La focalisation sur l’éclairage domestique, via la question des lampes photoluminescentes, est en train de diffuser dans la population et chez les décideurs une bonne conscience généralisée. Jancovici, le coach de Hulot dont les écrits m’ont troublé autant — mais avec une autre approche — que ceux de Fabrice, pose clairement le problème: l’éclairage domestique, c’est moins de 1% de notre consommation énergétique. Et c’est sans doute le poste de consommation le plus nécessaire, car, non, on ne va pas retourner à la bougie et personne n’a jamais réclamé cela. Je ne dis pas que des changements ne sont pas nécessaires en la matière, mais un minimum de volonté et de bon sens aurait le même effet.
Pendant que, des médias à la machine publicitaire, de la Commission européenne à l’UFC-Que Choisir, on se déchâine sur les ampoules à incandescence comme si les remplacer avant noël allait arrêter le réchauffement climatique, tout pousse, dans la meilleure conscience possible, à plus de voyages au lointain, de produits hi-tech… le tout dans le cadre d’un recours accru aux technologies, en espérant les « ruptures » qui nous permettraient de faire le saut sans rien lâcher de notre confort occidental.
La dématérialisation de l’économie est un leurre absolu, la fin de la société industrielle aussi. Ce qui compte, c’est le niveau de consommation par tête, et celui ci croit dans toutes les parties du monde. c’est tout simplement incompatible avec les ressources disponibles sur terre et l’impératif que nous fixe le changement climatique.
Deux solutions: une choisie, c’est donner un prix au carbone émis, prix croissant de manière continue jusqu’au moment où l’humanité aura divisé par 2 ses émissions de niveau 1990. Ca passera inévitablement par une réduction forte du niveau de consommation et de bien être, mais on peut conserver l’essentiel: l’éducation, la convivialité, les biens matériels indispensables, un certain niveau de santé — peut-être sera-t-il plus difficile de prolonger les dernières années de la vie, mais on ne retournera pas au moyen âge où l’espérance de vie n’était pas 20 ans!
L’autre solution, c’est de ne rien faire, ou de croire au miracle technologique, et d’avoir à la fois la crise mondiale des ressources (donc l’appauvrissement) et un changement climatique cataclysmique qui contractera la population humaine de plusieurs dizaines de % en quelques siècles, au moyen des famines, épidémies, et manifestations de l’instabilité politique.
Ceux qui s’enthousiasment pour le progrès technique et la croissance, divinités de l’homme moderne, n’ont jamais pris la peine de poser les vrais calculs.
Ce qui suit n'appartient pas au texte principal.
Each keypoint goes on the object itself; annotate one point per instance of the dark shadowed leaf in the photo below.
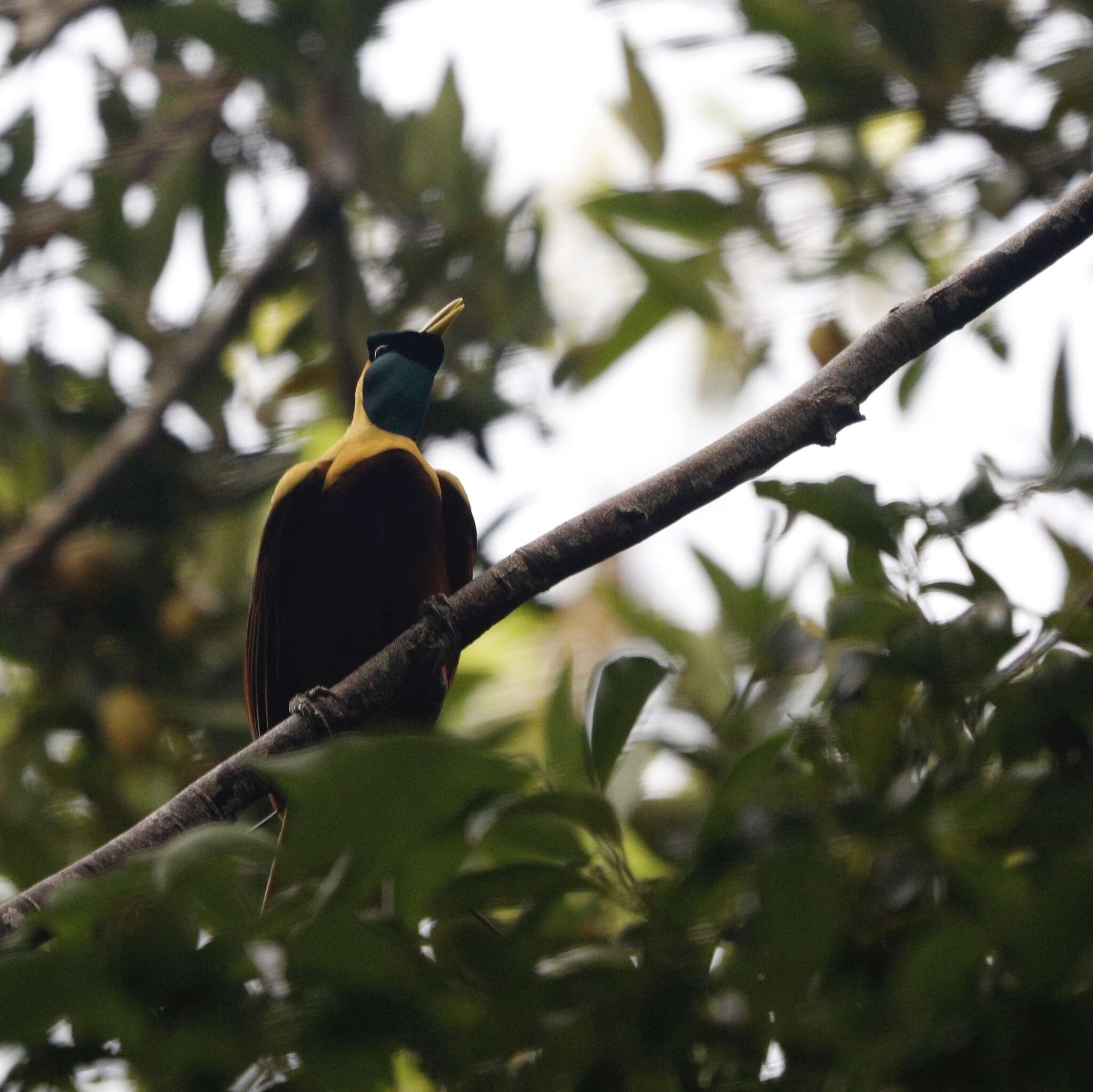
(508, 887)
je pense que tous les vrais calculs ont déjà été faits depuis longtemps, et que les enthousiastes de la croissance anticipent chaque jour contrairement à nous,le problème, c’est que les objectifs visés ne sont pas les mêmes pour tous ! Seul un renoncement massif aux systèmes que l’on nous proposent pourrait avoir le poid nécessaire d’une révolution verte…donc ce n’est pas gagné, mais battons nous quand même !
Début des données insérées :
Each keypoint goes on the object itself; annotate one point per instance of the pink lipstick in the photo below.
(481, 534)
oui Eugène j’ai lu, le problème est dialectique ? Franchement je n’en sais rien. il parait inhérent surtout à l’humanité .Nous avons un nouveau pas à franchir, c’est simple, clair et urgent .
Pour dire la même chose que Fabrice mais avec d’autres mots : l’informatique plongée dans la société capitaliste se transforme en grosse M.
Pour faire (pseudo)fonctionner le tout, on peut compter sur la population des informaticiens (j’en suis…) : nous sommes les plus au fait de la bimbeloterie électronique (en plus du boursicotage , de l’achat de billets d’avion sur l’internet, ou autres activités saines) et donc participons à cette absurde course économique.
Essayer de faire prendre progressivement conscience de la crise écologique à mes petits camarades, ben ce n’est pas gagné, mais j’y travaille.
Faut-il être dans le système pour l’infléchir ou faut-il en sortir tout de suite ? (attention dissertation avec coefficient 8).
Kellia, il y a une réponse (et donc de l’espoir) il faut s’éclairer à la lumière du jour…
@ Bénédicte and co,
Géry et Fabrice pointent aussi en fait le même truc binaire que tu avais remarqué. Ce mode de raisonnement des croissancistes économiscistes, jusques et y compris chez Jancovici c’est bien le pb.
1- Je suis dac avec toi sur l’urgence.
2- Tu ne supprimeras pas le mode de gestion du foin du paysan de montagne qui soigne ses ânes:
« faudra passer l’hiver avec la réserve qu’on a ». Je veux dire que même chez les Guyaki de Pierre Clastres – « La société contre l’Etat », superbe dernier chapitre – ds leur société dites de subsistance, l’économique est secondarisé mais reste présent sous un mode d’organisation du politique où CHACUN EST EN SITUATION DE POUVOIR SUR LUI-MEME. Clastres ne dit pas les choses comme çà, mais c’est ce qu’il faut comprendre ds la mesure où il n’y a personne en situation de pouvoir-puissance (les sociétés à Etat).
3- donc avec la société qu’on a – les Guayakis travaillaient au gd max 3h/j – s’il faut d’un côté combattre les délires, il faut de l’autre parvenir à réinstituer l’autocontrôle, et ne surtout pas confier le pouvoir à ceux qui en sont incapables. Quel chantier!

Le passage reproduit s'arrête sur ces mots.